In 1912, G.G. Woodin of Chicago bought acreage between Oak Cliff and the village of Lisbon. Woodin named the development Trinity Heights, and he named all of the streets after states. Trinity Heights, roughly bordered by Ledbetter, the Santa Fe Railroad and the Veterans Administration hospital had about 25,000 residents by 1945. By the 1950s, the name Trinity Heights began to fade as real estate agents began lumping together all the developments and villages south of the original Oak Cliff as “South Oak Cliff”
Development began in the Wynnewood area in the 1940s. And South Oak Cliff High School was built in the 1950s.
David Kyle went to South Oak Cliff High School in the ’60s. He grew up in a neighborhood that he describes, depending on to whom he is speaking, as “Oak Cliff,” “behind the V.A. hospital,” or “Lisbon.”
He now lives in Kiestwood and still con- siders the neighborhood “Oak Cliff,” with no modifiers.

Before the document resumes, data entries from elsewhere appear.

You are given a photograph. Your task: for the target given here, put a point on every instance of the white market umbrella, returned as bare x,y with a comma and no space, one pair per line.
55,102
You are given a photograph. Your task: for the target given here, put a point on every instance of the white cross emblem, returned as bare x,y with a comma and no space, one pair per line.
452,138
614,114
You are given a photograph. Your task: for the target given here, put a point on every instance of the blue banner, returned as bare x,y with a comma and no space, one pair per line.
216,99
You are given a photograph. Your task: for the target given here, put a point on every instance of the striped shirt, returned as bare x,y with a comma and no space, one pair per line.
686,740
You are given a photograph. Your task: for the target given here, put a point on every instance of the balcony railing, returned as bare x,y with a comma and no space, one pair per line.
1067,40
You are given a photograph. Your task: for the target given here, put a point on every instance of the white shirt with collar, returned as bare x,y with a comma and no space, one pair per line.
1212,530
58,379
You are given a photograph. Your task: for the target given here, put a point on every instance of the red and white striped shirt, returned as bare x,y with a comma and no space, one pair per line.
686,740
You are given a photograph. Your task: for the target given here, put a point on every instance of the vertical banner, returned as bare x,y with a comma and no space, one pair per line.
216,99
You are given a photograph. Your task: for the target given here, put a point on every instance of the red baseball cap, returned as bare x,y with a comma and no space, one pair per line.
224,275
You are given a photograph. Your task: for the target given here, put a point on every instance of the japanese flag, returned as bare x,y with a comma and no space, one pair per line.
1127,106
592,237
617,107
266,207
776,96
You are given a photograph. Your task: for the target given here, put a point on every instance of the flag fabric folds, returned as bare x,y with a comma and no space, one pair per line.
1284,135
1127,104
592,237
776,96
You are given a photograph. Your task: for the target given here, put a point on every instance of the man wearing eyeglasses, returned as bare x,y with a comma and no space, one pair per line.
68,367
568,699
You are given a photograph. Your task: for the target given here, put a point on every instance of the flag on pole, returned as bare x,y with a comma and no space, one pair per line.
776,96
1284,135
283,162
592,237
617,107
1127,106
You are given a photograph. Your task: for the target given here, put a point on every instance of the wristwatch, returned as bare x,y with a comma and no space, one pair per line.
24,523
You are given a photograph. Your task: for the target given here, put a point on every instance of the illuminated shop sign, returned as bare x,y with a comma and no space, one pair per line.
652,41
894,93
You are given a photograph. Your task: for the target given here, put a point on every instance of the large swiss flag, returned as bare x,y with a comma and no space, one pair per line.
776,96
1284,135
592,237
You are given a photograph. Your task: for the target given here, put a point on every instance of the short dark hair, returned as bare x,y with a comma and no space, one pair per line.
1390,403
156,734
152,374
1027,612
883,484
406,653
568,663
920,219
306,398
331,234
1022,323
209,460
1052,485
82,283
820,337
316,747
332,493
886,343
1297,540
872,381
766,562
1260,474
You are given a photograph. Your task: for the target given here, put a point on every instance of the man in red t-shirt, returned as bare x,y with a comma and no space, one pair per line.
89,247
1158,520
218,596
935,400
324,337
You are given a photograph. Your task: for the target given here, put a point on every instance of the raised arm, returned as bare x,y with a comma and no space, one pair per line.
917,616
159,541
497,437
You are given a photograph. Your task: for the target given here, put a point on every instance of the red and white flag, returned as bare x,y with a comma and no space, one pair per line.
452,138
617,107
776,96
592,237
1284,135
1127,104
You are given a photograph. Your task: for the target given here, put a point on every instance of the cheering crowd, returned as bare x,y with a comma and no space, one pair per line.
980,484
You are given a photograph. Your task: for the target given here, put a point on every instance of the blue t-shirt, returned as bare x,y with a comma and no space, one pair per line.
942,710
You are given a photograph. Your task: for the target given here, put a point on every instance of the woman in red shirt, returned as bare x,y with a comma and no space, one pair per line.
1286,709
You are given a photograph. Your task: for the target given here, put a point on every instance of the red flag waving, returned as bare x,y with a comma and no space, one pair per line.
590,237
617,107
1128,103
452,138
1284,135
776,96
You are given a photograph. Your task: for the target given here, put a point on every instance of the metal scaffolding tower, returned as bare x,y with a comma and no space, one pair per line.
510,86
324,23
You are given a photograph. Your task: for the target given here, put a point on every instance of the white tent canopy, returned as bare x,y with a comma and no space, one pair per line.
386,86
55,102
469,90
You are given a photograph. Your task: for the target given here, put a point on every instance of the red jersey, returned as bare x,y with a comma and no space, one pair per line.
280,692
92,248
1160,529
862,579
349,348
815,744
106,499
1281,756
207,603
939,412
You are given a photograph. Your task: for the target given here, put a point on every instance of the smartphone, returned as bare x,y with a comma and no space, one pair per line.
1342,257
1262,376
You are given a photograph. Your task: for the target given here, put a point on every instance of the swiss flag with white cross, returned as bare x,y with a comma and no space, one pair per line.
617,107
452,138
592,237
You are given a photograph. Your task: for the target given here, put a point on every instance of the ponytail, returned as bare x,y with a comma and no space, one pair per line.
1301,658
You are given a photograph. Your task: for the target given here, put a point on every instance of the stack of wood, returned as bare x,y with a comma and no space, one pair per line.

South Oak Cliff High School was among the first schools in Dallas to integrate in the 1960s, and Kyle says he remembers the “blockbuster” era of white families selling their homes to black families, sometimes moving in the middle of the night so they wouldn’t have to confront their neighbors. Bigotry toward an influx of African-American neighbors resulted in white families moving out of Oak Cliff and to the suburbs in droves.
Under the old system of at-large City Council seats — members didn’t exclusively represent single districts until the 1990s — South Dallas and South Oak Cliff lacked political leadership. Few in power pulled for those neighborhoods, and for decades they were neglected.
“The west side of Oak Cliff is flourishing in a way that is not happening on the east side of I-35,” Kyle says.
High crime and low economic success on the east side of I-35 made it important to those on the west side to distinguish between Oak Cliff and South Oak Cliff, constructing a definition of “south” that was more than geographical. Much like the South Bronx is defined more by demographics than geography, describing a neighborhood as “South Oak Cliff” sometimes can serve as code to indicate that it is in the “bad part” of Oak Cliff, rather than where it is on the map.